In this article we are going to take a look at the different translations of the Geneva Bible and the King James Version of the Bible. You will see how they differ and why the variances between the two were a product of the religious-political climate in the 1600s.
When the popularity of a different version of religious text grows, it can change the course of its corresponding culture. In this article we are going to take a look at the Geneva Bible and the King James Bible, highlighting the different translations into the English language.
The Geneva Bible
The 1560 Geneva Bible translators were: Walter Whittingham, Myles Coverdale, Christopher Goodman, Anthony Gilby, Thomas Sampson, William Cole, Thomas Greshop and John Knox, with marginal notes created by John Calvin. As the Geneva Bible was being translated by Protestants during a time of Protestant persecution in England, the translators were forced to converge in Geneva, Switzerland, where they were able to arrange publication of their work. The original version was first printed in 1560 with 200 copies being made from the Geneva press up through 1644, split between two versions of the book.
Other places of publication eventually included the Netherlands, Scotland, America and England, leading to the publication of the 1560 Geneva Bible in 1575. In 1599, a revised edition of the book was released and is now known as the 1599 Geneva Bible. Though much of the translation relied heavily upon the earlier translations of William Tyndale and Myles Coverdale, the Geneva Bible was the first English Bible to have the full translation of the complete Old Testament taken straight from the Hebrew writings. Due to the importance of having the full translation, the Geneva Bible was the main book followed by the Protestants, Puritans and Calvinists.
The King James Bible
In 1604 there was a ruling from the Hampton Court Conference between the English king and various clergymen, one of whom was President John Reynolds of Corpus Christi College. An agreement was reached that there should be a revised English translation version of the Bible. Forty-seven scholars began the translation to create the King James Version which used both the Tyndale and Geneva Bible as a starting point. The point of having this new version created was to try and eradicate the use of the 1599 Geneva Bible.
The marginal notes throughout the 1560 and 1599 Geneva Bibles questioned the authority of the Catholic Church and any ruling monarchy. That his subjects might question his authority because of this text was a problem for King James I. It helped to cement the choice of creating a new Bible for one uniformed English translation that would represent both King James I and the Church of England’s religious and political views. The first King James Version began publication in 1611 and has since gone through many revisions but remains the Standard English translation in use for the Bible today.
The differences between the 1599 Geneva Bible and the 1611 King James Version of the Bible are apparent. The King James Version of the Bible eliminated the marginal notes that had been a popular feature for those who used them as a study guide in the 1599 Geneva Bible. Furthermore, the Old Testament from the 1560 and 1599 Geneva Bible was translated directly from the Greek Old Testament and the Hebrew Septuagint scriptures, while the 1611 King James Version of the Bible was compiled from previous English translations of the Old Testament.
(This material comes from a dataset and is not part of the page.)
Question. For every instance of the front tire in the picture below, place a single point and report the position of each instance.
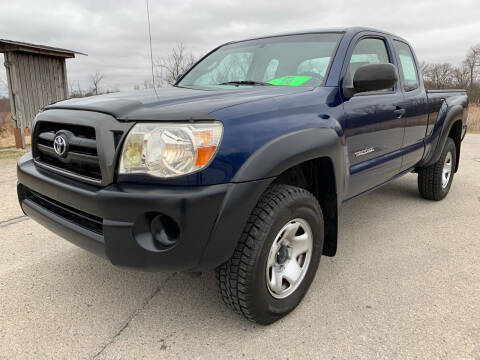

The Protestant Reformation began as a movement to reform the Catholic Church in 1517, but created a political backlash of stricter religious oppression in countries where the Church and Monarchies were in control. Thus in England, when King James I commissioned the creation of the King James Version of the Bible, tolerance of Protestants and Puritans using the 1560 and 1599 Geneva Bible version became non-existent. King James I and the Church of England wanted only their English translation version of the Bible to be in use. The Protestants and Puritan could only choose to stay and live with the oppression, or create another life for themselves in another country. Some followers of the Protestant Reformation moved north to The Netherlands and others went across the Atlantic Ocean to the American colonies. The Protestant Reformation, also known as 'The Reformation', lasted through 1648 in Europe and ended with the Peace of Westphalia treaty.